Görüldüğü gibi tüm bu ihtiyaçlar bir tatmin olma ihtiyacıdır. İlk basamağın ihtiyacı – tatmini- gerçekleşmeden diğer basamaklara geçebilmek zordur. En zor basamak ise insanın kendisini gerçekleştirebilmesidir. Tüm bu hiyerarşik düzende bir tatmin – haz- duygusu hâkim durumdadır…

Dünyayı kana bulayan Adolf Hitler’in alt benliğinin güçlü olması, kendini gerçekleştirebilmesi için her yolu mubah görerek ölümlerden-öldürmelerden haz aldığını söyleyebiliriz. Hatta yenilgiyle biten savaş sonrasında intihar etmesinin de hazza yönelik olduğunu söyleyebilmek mümkündür…
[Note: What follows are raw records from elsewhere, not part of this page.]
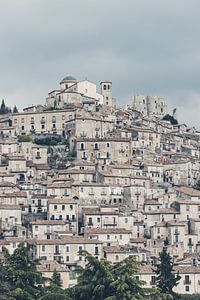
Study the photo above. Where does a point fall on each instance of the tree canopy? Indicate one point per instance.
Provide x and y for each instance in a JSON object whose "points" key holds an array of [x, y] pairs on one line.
{"points": [[166, 277]]}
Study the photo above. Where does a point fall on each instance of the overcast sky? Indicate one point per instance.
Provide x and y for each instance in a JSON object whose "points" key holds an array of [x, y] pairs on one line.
{"points": [[143, 46]]}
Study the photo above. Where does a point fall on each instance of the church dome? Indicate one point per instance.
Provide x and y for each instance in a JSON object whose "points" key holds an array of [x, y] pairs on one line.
{"points": [[69, 78]]}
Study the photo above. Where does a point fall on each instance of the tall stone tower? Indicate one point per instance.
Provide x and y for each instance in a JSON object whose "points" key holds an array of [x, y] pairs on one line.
{"points": [[106, 91]]}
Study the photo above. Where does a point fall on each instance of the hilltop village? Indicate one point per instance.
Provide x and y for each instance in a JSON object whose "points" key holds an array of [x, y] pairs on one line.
{"points": [[81, 172]]}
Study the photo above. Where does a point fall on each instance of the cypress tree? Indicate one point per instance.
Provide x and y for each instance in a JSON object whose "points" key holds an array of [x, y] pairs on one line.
{"points": [[166, 278]]}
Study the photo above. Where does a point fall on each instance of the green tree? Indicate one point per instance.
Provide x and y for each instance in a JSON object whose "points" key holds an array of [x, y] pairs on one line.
{"points": [[56, 280], [5, 290], [21, 273], [54, 290], [166, 278], [103, 280], [15, 110], [125, 284], [93, 281]]}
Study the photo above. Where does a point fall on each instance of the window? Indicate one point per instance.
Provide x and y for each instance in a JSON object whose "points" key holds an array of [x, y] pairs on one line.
{"points": [[96, 250], [153, 280]]}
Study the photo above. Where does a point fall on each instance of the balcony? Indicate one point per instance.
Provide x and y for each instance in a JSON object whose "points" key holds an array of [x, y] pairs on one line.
{"points": [[90, 224], [110, 223], [103, 193], [176, 232]]}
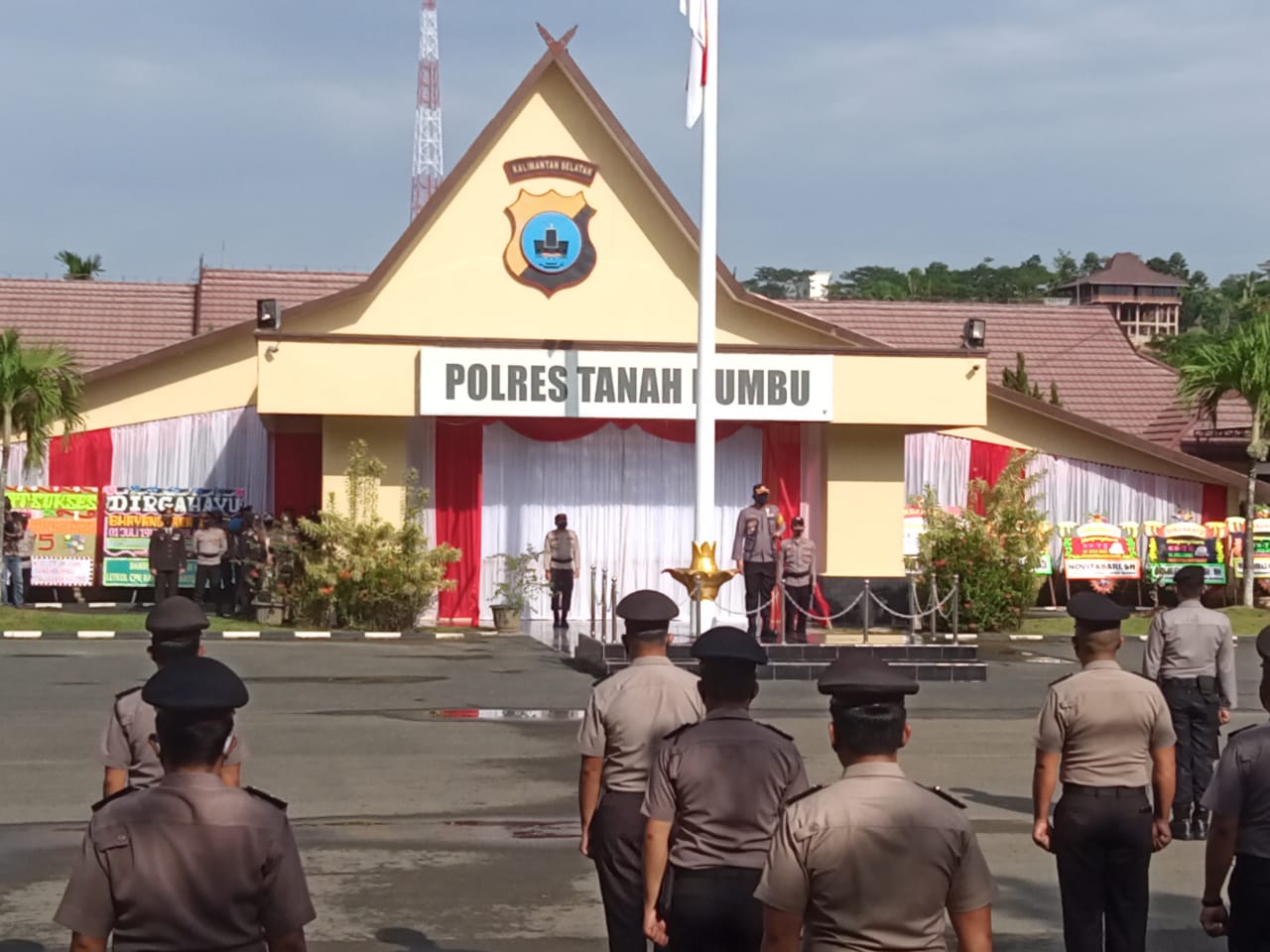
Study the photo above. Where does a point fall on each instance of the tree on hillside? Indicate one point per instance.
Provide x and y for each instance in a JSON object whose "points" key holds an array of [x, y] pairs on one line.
{"points": [[80, 268], [40, 388], [1234, 363], [779, 284]]}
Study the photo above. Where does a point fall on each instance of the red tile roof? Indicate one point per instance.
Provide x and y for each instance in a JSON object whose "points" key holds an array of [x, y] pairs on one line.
{"points": [[107, 321], [1082, 349], [1127, 268], [99, 321]]}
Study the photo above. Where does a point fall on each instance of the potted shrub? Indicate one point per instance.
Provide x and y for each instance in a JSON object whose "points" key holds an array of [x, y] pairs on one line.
{"points": [[512, 594]]}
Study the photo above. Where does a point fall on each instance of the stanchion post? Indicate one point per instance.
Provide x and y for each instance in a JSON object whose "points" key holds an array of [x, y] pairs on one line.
{"points": [[612, 601], [592, 599], [603, 604], [865, 616]]}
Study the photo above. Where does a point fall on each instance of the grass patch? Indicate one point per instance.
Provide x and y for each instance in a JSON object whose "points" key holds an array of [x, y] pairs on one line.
{"points": [[1246, 622]]}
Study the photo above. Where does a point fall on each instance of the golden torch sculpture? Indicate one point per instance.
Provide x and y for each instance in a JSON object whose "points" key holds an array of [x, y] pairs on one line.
{"points": [[702, 579]]}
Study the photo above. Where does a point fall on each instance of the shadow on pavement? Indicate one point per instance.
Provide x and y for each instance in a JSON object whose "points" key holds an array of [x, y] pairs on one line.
{"points": [[405, 939], [1015, 805]]}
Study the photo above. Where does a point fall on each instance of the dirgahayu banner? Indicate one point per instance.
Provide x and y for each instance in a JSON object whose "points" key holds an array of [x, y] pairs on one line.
{"points": [[621, 385]]}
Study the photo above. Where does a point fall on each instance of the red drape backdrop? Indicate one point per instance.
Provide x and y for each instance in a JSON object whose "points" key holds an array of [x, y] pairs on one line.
{"points": [[457, 499], [1213, 508], [85, 462], [987, 462], [296, 472]]}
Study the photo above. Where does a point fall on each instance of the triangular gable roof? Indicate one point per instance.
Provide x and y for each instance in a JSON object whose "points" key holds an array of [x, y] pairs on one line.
{"points": [[558, 56], [1127, 268]]}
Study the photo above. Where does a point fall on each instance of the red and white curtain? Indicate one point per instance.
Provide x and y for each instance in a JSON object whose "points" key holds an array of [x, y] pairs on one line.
{"points": [[221, 448], [1069, 490]]}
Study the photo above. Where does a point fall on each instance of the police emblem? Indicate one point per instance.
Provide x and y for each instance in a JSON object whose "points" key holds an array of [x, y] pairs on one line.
{"points": [[550, 248]]}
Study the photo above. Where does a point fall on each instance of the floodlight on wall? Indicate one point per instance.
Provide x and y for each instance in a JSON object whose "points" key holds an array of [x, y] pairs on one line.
{"points": [[974, 333], [268, 315]]}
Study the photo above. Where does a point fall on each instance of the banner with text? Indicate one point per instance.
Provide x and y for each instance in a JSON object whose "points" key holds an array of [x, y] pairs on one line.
{"points": [[64, 525], [134, 515], [1180, 543], [620, 385], [1100, 549]]}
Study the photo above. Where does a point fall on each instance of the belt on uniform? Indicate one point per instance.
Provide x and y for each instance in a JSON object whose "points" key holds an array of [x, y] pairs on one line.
{"points": [[1083, 791]]}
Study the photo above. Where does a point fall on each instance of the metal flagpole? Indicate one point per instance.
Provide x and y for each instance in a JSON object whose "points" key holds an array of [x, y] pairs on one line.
{"points": [[707, 284]]}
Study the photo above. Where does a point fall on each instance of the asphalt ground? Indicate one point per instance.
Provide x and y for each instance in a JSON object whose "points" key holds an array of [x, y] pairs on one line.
{"points": [[422, 830]]}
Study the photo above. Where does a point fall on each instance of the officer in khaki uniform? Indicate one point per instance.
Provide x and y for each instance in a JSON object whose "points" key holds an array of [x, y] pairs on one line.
{"points": [[753, 547], [626, 717], [721, 783], [128, 753], [167, 557], [875, 860], [1239, 801], [1106, 734], [190, 864], [795, 578], [1191, 654]]}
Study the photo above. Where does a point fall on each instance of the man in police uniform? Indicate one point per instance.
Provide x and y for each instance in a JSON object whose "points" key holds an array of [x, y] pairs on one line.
{"points": [[1105, 733], [875, 860], [758, 532], [626, 717], [190, 864], [721, 783], [795, 578], [1239, 801], [127, 754], [562, 565], [1191, 654], [167, 557]]}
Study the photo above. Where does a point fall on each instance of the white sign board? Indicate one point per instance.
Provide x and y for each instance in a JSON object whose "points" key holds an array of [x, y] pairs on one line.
{"points": [[620, 385]]}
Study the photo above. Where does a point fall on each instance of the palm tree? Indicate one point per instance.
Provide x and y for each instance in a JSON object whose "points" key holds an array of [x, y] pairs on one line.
{"points": [[80, 268], [1234, 363], [40, 388]]}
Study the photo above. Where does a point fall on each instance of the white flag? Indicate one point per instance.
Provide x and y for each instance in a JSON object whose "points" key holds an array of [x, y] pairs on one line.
{"points": [[698, 13]]}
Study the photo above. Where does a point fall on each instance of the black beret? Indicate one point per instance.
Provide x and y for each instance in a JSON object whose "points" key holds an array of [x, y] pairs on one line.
{"points": [[1189, 575], [176, 616], [647, 611], [1096, 610], [857, 678], [1264, 644], [729, 644], [194, 684]]}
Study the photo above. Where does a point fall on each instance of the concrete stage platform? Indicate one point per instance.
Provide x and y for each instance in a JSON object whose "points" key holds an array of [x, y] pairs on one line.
{"points": [[929, 662]]}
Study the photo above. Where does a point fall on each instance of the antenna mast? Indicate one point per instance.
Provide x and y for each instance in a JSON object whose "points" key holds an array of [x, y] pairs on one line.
{"points": [[429, 162]]}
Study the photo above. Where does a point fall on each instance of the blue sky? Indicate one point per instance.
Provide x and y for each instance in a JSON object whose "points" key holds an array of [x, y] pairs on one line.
{"points": [[277, 132]]}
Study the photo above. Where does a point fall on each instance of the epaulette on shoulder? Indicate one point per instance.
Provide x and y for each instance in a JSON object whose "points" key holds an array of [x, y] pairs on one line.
{"points": [[680, 730], [267, 797], [774, 730], [804, 794], [944, 794], [117, 793]]}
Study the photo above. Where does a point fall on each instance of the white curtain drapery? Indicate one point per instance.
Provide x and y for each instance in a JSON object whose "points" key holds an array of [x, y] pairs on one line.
{"points": [[629, 497], [225, 449], [939, 461]]}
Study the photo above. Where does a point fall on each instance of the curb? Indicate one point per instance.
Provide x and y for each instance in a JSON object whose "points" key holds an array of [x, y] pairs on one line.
{"points": [[249, 635]]}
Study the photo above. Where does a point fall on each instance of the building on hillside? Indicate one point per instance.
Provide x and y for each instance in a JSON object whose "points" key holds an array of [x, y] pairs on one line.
{"points": [[1146, 302], [566, 384]]}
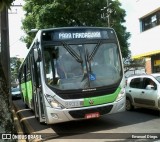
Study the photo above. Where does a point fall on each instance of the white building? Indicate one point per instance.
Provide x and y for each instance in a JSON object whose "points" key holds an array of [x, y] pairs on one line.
{"points": [[147, 39]]}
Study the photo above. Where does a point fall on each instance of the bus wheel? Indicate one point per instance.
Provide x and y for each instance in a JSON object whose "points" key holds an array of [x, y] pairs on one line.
{"points": [[129, 105]]}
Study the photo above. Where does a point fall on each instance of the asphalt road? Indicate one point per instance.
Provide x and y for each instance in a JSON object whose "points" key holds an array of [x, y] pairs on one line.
{"points": [[136, 125]]}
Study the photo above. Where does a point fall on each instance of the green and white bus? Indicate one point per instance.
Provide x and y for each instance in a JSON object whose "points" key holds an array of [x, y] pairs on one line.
{"points": [[73, 73]]}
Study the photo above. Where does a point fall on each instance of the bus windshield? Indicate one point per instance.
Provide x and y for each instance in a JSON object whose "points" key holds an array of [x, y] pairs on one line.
{"points": [[82, 66]]}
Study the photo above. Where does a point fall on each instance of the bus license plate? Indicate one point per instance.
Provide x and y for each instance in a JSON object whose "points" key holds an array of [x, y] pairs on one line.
{"points": [[92, 115]]}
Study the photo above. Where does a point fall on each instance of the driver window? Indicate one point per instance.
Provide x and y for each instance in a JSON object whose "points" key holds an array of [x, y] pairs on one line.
{"points": [[149, 83]]}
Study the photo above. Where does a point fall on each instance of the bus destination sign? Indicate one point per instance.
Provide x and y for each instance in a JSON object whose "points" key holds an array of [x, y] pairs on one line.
{"points": [[67, 35], [79, 35]]}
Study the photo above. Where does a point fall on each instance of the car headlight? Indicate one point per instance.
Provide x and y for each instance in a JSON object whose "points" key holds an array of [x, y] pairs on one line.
{"points": [[121, 94], [55, 104]]}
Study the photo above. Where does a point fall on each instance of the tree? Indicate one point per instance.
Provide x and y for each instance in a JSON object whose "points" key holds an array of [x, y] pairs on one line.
{"points": [[64, 13], [5, 3], [14, 65]]}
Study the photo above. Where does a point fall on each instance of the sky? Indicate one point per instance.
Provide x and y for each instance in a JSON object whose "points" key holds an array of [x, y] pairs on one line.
{"points": [[18, 48]]}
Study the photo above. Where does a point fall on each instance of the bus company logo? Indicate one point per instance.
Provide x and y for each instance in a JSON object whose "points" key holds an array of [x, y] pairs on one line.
{"points": [[91, 102]]}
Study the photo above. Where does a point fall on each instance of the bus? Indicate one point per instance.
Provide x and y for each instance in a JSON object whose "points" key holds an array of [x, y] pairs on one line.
{"points": [[73, 73]]}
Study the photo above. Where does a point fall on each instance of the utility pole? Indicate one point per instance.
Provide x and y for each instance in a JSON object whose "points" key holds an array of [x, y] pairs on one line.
{"points": [[6, 118], [4, 56]]}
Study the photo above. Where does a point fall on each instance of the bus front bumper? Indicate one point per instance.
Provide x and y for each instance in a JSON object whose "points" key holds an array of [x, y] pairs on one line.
{"points": [[64, 115]]}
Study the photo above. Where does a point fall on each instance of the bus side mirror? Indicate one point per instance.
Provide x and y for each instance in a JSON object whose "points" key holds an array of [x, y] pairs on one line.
{"points": [[37, 55]]}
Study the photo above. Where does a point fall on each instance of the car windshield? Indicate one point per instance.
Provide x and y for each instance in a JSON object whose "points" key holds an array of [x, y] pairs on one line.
{"points": [[14, 89], [82, 66]]}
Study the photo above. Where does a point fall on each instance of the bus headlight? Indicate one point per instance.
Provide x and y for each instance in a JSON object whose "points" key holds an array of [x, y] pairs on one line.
{"points": [[121, 94], [53, 102]]}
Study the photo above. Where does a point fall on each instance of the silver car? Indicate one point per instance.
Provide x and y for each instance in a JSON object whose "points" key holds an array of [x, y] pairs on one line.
{"points": [[16, 93], [143, 91]]}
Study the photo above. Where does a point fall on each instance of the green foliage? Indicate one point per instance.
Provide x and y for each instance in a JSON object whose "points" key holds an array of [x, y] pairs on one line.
{"points": [[4, 3], [42, 14], [14, 66]]}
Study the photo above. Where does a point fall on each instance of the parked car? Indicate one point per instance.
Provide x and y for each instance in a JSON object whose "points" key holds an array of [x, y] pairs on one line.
{"points": [[143, 91], [16, 93]]}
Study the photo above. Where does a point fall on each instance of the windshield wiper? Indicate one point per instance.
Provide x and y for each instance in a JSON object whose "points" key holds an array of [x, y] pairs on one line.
{"points": [[94, 51], [72, 52]]}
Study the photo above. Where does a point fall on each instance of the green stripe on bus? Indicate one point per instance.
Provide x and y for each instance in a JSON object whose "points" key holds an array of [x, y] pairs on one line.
{"points": [[102, 99]]}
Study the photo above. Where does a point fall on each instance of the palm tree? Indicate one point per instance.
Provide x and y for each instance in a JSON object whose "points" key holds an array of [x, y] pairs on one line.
{"points": [[6, 3]]}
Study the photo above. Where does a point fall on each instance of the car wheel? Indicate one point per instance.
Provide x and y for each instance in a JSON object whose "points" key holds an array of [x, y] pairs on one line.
{"points": [[129, 105]]}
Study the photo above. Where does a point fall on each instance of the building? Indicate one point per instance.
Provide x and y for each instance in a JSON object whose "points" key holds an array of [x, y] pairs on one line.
{"points": [[147, 41]]}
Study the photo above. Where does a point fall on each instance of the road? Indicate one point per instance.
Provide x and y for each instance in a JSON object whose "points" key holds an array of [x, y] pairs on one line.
{"points": [[137, 124]]}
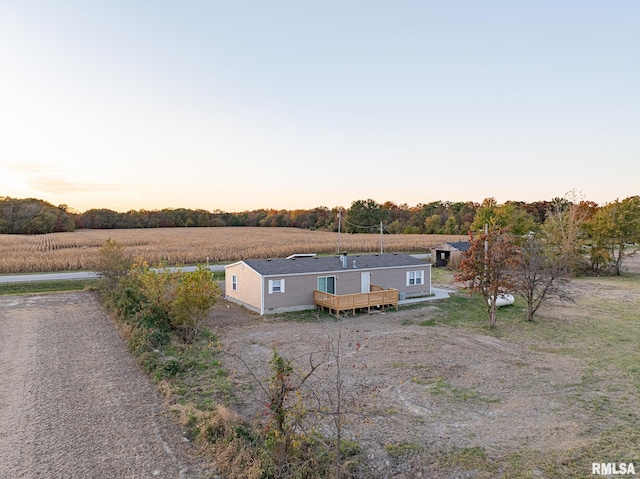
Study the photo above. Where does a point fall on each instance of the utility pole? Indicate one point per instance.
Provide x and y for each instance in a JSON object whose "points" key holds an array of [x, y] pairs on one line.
{"points": [[339, 228]]}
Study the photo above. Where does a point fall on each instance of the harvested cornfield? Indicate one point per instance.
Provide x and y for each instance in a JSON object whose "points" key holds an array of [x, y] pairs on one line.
{"points": [[78, 251]]}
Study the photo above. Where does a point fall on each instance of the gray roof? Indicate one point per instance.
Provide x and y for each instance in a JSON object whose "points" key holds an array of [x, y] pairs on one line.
{"points": [[325, 264]]}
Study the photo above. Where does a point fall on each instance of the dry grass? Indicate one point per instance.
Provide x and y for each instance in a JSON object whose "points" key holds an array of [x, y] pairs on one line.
{"points": [[77, 251]]}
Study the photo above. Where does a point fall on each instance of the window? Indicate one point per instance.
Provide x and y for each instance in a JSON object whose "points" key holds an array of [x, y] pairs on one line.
{"points": [[276, 286], [415, 277], [327, 284]]}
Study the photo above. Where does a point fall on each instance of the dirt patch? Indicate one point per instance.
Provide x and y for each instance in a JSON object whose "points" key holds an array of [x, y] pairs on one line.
{"points": [[73, 401], [433, 389]]}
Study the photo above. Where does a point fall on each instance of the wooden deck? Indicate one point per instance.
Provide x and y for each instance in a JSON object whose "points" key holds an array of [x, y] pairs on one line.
{"points": [[377, 297]]}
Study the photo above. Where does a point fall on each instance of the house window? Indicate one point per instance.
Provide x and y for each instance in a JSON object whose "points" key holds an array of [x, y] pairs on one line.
{"points": [[415, 277], [327, 284], [276, 286]]}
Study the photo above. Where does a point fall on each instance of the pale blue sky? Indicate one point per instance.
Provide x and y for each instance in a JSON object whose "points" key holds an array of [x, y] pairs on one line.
{"points": [[245, 105]]}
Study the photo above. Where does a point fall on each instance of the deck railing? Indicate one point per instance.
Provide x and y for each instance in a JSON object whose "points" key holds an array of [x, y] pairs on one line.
{"points": [[377, 297]]}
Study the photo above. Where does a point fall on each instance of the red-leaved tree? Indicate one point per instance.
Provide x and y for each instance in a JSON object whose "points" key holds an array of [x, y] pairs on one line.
{"points": [[486, 266]]}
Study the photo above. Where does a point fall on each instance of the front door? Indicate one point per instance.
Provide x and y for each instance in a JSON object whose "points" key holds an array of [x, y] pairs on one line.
{"points": [[365, 282]]}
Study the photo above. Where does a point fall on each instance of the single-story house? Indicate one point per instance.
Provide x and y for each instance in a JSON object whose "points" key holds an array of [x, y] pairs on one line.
{"points": [[290, 284], [448, 253]]}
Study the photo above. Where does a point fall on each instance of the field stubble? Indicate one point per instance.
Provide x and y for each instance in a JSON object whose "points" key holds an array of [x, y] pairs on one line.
{"points": [[78, 251]]}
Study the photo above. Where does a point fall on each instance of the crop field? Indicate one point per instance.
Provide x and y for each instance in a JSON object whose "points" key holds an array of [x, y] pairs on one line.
{"points": [[78, 251]]}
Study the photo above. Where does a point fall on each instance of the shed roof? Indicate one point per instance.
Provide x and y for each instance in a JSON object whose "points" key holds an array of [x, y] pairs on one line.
{"points": [[459, 245], [325, 264]]}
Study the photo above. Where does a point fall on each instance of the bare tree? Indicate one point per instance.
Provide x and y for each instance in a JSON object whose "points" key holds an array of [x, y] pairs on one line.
{"points": [[540, 273], [486, 266]]}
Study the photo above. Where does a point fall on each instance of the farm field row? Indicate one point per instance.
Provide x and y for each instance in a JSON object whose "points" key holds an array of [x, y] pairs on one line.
{"points": [[78, 250]]}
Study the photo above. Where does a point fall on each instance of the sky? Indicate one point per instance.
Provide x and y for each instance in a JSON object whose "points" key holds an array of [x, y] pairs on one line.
{"points": [[245, 105]]}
Günümüzde her ne olursa olsun diyerek liderliğinin, diktatörlüğünün hazzını gerçekleştirmek için bu yönde toplumlara acı veren, kendisi de bu acılardan büyük hazlar duyan sözde liderlerle karşı karşıyayız… Hırsızlıktan, öldürmekten, öldürtmekten, şiddetten haz duyan anlayışlar hep içimizde var ve olmaya devam ediyor…

Zizek’in “Aşırmanın hazzı” betimlemesi ben de bu çağrışımları yaptı…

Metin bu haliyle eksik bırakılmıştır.